他顿了顿,一字一句道:“此人不仅要毁我生意,更要李小姐的命。”

回工坊的马车上,三人沉默如铁。

林翠翠攥着帕子的手微微发抖:“是谁这么狠毒?若李小姐真有个三长两短,我们岂止是关门大吉……”

“砒霜易得,水银难取。”上官婉儿忽然开口,她一直低着头翻看随身账册,“尤其是能溶于膏体而不改其色的精炼水银,整个广州城,只有三家药铺有售。”

她将账册推到陈明远面前:“更巧的是,上月二十八,这三家中的‘保济堂’,售出了一两二钱水银。购者留名是城西王姓寡妇,可我查了过去三年的户籍册,城西根本没有符合此名的寡妇。
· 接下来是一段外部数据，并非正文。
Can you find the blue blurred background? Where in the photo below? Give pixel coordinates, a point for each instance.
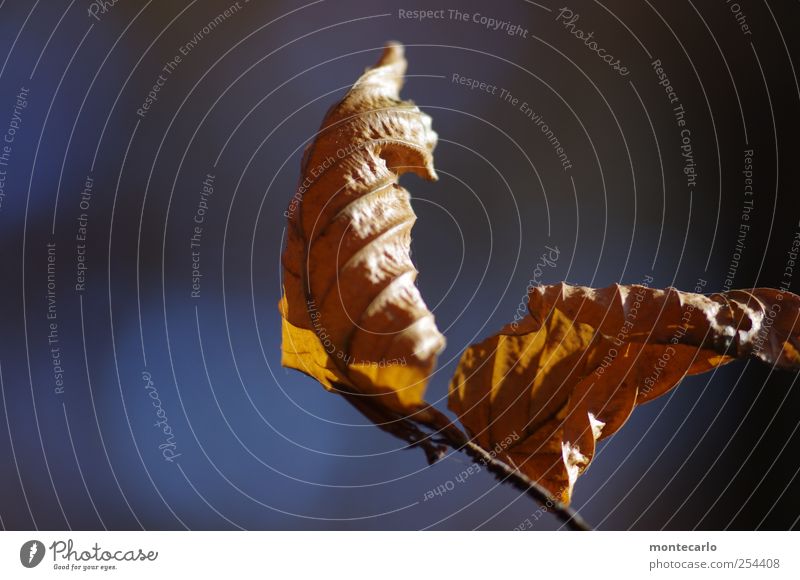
(93, 374)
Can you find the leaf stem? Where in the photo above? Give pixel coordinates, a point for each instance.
(456, 439)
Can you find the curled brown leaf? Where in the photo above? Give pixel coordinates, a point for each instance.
(352, 315)
(573, 370)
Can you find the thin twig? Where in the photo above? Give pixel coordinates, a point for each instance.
(456, 439)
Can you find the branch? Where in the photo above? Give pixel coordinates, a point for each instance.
(447, 432)
(456, 439)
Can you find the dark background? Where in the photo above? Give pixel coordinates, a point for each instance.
(265, 448)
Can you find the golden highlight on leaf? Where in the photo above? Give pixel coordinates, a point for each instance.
(571, 372)
(352, 315)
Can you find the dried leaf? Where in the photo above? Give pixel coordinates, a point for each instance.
(572, 371)
(353, 317)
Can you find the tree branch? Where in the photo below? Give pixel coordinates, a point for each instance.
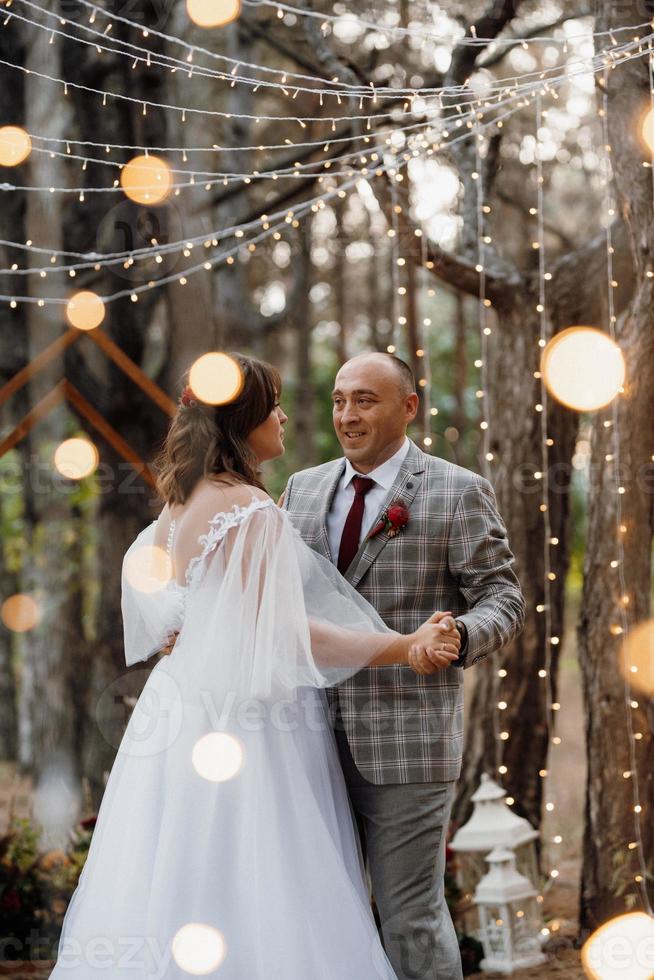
(490, 25)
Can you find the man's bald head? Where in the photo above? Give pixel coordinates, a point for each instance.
(374, 400)
(388, 363)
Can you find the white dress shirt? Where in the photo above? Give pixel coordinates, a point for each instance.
(384, 477)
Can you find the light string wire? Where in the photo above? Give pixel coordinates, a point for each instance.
(638, 52)
(212, 176)
(412, 94)
(394, 235)
(466, 41)
(548, 541)
(499, 734)
(368, 90)
(290, 215)
(623, 631)
(140, 55)
(424, 352)
(94, 259)
(15, 299)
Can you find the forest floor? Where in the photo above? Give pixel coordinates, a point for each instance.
(565, 787)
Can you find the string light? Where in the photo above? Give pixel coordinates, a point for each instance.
(146, 180)
(546, 673)
(85, 310)
(76, 458)
(499, 736)
(583, 368)
(20, 612)
(361, 91)
(471, 40)
(15, 146)
(216, 378)
(595, 63)
(213, 13)
(198, 948)
(622, 613)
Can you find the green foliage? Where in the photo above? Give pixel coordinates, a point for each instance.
(36, 887)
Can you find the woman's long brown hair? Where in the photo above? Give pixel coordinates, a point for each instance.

”

陈明远盯着那行小字,忽然问:“保济堂的东家,是不是姓赵?”

上官婉儿点头:“赵永年,十三行‘福昌行’赵老板的胞弟。”

福昌行——广州布匹生意龙头,三个月前曾想入股面膜工坊被拒,之后便处处作梗。

“但这解释不通。”张雨莲轻声插话,“赵家若要陷害,直接在水银里下毒便是,何必多此一举先调包膏体、再潜入下毒?况且李小姐若真中毒身亡,官府彻查之下,保济堂的销售记录岂不成了铁证?”

陈明远望向车窗外掠过的街市,忽然笑了,笑容里透着一丝冷意。

“因为这不是一桩陷害。”

两个女子齐齐看向他。

“这是两桩。”陈明远缓缓道,“有人想用砒霜膏毁我名声——手法粗糙,意在商业打压;但另一人,却想借这个机会要李小姐的命,并将罪名扣在我们头上。两拨人,目的不同,却阴差阳错撞在了一起。”

他闭上眼,脑中飞速拼接着碎片:赵家的敌意、李大人在盐税新政上的强硬立场、还有三日前和珅府上管事来提货时,那句意味深长的“陈老板风头太盛,当心树大招风”……

马车在工坊前停稳时,陈明远已有了决断。

“翠翠,你去‘丽人行’,将最近十天的提货记录、当值人员名单全部封存。婉儿,我要保济堂过去半年所有水银、砒霜的销售明细,以及购买者的背景调查——不惜代价。雨莲,你随我去验看所有留样膏体,我要知道砒霜是在哪个环节被掺入的。”

他跨下马车,晨光正刺破云层,将他身影拉得很长。

“日落之前,我要知道这两只鬼,到底藏在什么地方。”

工坊后院,三十七盒同批次留样膏体一字排开。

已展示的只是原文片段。